7. Ruined by reading
Apart from aspiring towards thirty minutes of usage a day, my main rule is that I try not to check social media until noon. If you want to get into a state of flow, if you want to get any deep work done, you can't have your attention scattered in a thousand directions by social media. There was a time in the past when I would check my phone first thing after waking ... well, I say the past, it was actually yesterday. It's a buzz to get a nice message, but you're just a few taps away from the latest toxic discourse from the culture wars. Twitter can make people apoplectic in minutes, which leaves them in a terrible mindspace to do work. Indeed, Nietzsche thought any reading in the morning left one incapable of thinking:
The scholar — a decadent — I have seen it with my own eyes: natures that are gifted, rich, and disposed to be free, already 'ruined by reading' in their thirties, just matches that have to be struck to emit sparks — 'thoughts'. Early in the morning, at the break of day, when everything is fresh, in the dawn of your strength, to read a book — that is what I call depraved!
8. Expectational doubt
Being on social media is good training for having no expectations or attachments to an outcome. One doesn't know if something will go viral or sink without a trace. I post things because I want that thought out in the universe. My current posting model is Paul Schrader, the legendary screenwriter and director, who writes random updates on Facebook about whatever is on his mind. What he doesn't do is just promote projects or share press clippings about himself. He doesn't write to foment a culture war. He doesn't post memes only understood by the terminally online. He has a thought and posts it.

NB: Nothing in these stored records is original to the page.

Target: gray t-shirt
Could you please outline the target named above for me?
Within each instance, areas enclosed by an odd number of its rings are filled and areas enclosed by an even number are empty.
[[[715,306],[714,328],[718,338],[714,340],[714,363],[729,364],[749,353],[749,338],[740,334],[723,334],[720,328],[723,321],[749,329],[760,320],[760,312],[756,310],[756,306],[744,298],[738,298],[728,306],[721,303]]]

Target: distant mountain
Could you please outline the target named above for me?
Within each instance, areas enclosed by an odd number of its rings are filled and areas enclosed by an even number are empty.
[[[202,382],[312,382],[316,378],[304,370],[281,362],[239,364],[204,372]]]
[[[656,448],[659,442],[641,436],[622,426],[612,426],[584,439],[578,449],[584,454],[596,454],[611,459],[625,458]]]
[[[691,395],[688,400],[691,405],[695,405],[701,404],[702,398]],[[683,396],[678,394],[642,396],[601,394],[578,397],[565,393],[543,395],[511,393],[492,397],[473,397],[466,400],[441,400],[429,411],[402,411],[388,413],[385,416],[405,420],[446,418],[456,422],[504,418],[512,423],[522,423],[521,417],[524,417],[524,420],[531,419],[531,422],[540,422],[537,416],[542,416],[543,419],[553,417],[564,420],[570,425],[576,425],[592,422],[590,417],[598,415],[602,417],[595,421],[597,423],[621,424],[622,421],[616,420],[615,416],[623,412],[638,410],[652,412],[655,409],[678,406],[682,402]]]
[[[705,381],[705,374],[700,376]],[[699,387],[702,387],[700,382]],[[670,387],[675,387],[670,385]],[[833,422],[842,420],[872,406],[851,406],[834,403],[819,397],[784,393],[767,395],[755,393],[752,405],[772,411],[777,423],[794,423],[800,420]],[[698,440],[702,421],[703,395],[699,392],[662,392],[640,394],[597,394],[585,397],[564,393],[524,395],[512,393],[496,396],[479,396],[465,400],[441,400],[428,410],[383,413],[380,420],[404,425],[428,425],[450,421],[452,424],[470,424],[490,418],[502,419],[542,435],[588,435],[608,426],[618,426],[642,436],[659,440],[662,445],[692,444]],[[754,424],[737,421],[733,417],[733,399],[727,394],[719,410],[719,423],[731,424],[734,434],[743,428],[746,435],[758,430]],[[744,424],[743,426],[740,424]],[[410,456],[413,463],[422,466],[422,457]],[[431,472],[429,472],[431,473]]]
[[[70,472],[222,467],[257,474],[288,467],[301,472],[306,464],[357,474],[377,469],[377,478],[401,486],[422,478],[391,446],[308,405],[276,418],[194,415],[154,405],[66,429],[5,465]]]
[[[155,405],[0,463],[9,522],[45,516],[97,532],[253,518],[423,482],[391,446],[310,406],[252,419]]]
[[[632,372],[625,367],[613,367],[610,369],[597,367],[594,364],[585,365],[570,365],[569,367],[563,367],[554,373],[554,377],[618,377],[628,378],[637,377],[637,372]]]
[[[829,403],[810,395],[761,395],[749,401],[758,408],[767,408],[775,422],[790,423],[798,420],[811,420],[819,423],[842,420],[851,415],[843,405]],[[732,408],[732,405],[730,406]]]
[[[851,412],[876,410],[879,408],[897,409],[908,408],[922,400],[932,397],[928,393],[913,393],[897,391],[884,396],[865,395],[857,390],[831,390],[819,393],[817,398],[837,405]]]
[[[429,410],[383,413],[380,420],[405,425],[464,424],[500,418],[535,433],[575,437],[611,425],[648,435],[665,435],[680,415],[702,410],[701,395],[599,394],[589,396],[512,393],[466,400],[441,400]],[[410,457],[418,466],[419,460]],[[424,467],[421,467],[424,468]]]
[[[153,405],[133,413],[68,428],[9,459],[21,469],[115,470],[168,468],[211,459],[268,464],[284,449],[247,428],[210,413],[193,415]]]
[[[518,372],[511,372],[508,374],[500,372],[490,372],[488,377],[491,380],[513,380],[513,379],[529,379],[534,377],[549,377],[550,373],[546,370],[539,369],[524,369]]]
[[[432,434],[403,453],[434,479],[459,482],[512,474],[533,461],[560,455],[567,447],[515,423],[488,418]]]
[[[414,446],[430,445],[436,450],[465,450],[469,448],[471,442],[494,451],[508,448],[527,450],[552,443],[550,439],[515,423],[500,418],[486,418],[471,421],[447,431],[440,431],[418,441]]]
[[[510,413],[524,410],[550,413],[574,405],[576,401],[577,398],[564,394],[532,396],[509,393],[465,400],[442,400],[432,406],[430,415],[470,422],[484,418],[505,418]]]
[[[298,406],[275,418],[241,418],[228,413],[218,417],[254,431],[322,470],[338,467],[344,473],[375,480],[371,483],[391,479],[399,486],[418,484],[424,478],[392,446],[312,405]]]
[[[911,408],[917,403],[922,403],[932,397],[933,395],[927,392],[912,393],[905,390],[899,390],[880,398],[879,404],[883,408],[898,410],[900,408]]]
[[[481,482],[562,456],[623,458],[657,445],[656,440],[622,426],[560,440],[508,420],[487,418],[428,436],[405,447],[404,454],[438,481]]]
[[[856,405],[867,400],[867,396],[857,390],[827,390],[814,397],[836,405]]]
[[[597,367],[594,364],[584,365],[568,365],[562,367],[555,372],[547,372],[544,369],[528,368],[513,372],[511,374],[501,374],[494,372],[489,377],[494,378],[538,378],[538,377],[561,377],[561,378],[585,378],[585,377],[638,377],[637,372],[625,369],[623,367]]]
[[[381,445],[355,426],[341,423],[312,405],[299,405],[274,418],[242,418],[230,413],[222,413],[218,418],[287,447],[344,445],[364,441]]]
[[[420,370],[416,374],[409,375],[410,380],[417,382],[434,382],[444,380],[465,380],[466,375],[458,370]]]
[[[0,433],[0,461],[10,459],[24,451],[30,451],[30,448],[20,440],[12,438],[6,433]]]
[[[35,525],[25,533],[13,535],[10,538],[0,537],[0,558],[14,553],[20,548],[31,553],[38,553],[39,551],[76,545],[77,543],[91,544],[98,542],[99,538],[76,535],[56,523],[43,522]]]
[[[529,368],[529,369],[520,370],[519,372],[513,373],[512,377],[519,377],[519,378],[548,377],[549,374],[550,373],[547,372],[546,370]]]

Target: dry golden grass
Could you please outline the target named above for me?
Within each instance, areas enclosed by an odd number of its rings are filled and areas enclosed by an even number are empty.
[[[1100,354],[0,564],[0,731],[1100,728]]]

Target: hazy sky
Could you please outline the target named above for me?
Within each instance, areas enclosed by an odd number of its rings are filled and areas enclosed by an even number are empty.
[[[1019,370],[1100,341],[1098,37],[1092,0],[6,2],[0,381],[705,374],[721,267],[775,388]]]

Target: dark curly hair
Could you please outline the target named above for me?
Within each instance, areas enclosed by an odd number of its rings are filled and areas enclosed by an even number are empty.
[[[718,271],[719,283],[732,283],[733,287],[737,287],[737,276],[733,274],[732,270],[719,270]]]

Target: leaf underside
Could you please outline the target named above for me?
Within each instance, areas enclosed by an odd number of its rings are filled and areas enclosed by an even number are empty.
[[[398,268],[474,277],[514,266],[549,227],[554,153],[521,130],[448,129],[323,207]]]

9. Dunbar’s Number Respecter
I strongly advocate being a Dunbar's Number respecter online, which is to acknowledge that you can only have meaningful relationships with around 150-250 people at a time. You should be careful how these relationships are curated. Whenever I see someone who follows several thousand people, I just assume that they really don't care about reading what people have to say. They might check in occasionally but only do so to get a whiff of the zeitgeist. Most of the people I unfollow are simply because they post too much or it is too depressing. I get it: things are bad. Making me feel bad all the time isn't going to make things better.
10. Submitting to Moloch
Last week's bumper edition of the blog linked to twelve interviews I conducted in the noughties, amounting to tens of thousands of words. I had no expectation that any of my readers would devour them all but wanted to make them available to that omniscient reader: Google, the great Moloch that consumes everything you throw at it and who allows us the fantasy that we can access the right information at the right time. So what does your information diet look like? Do you feel overwhelmed? Are you being nourished?
Wise words Neil. I am going to try to aim for 30 minutes a day.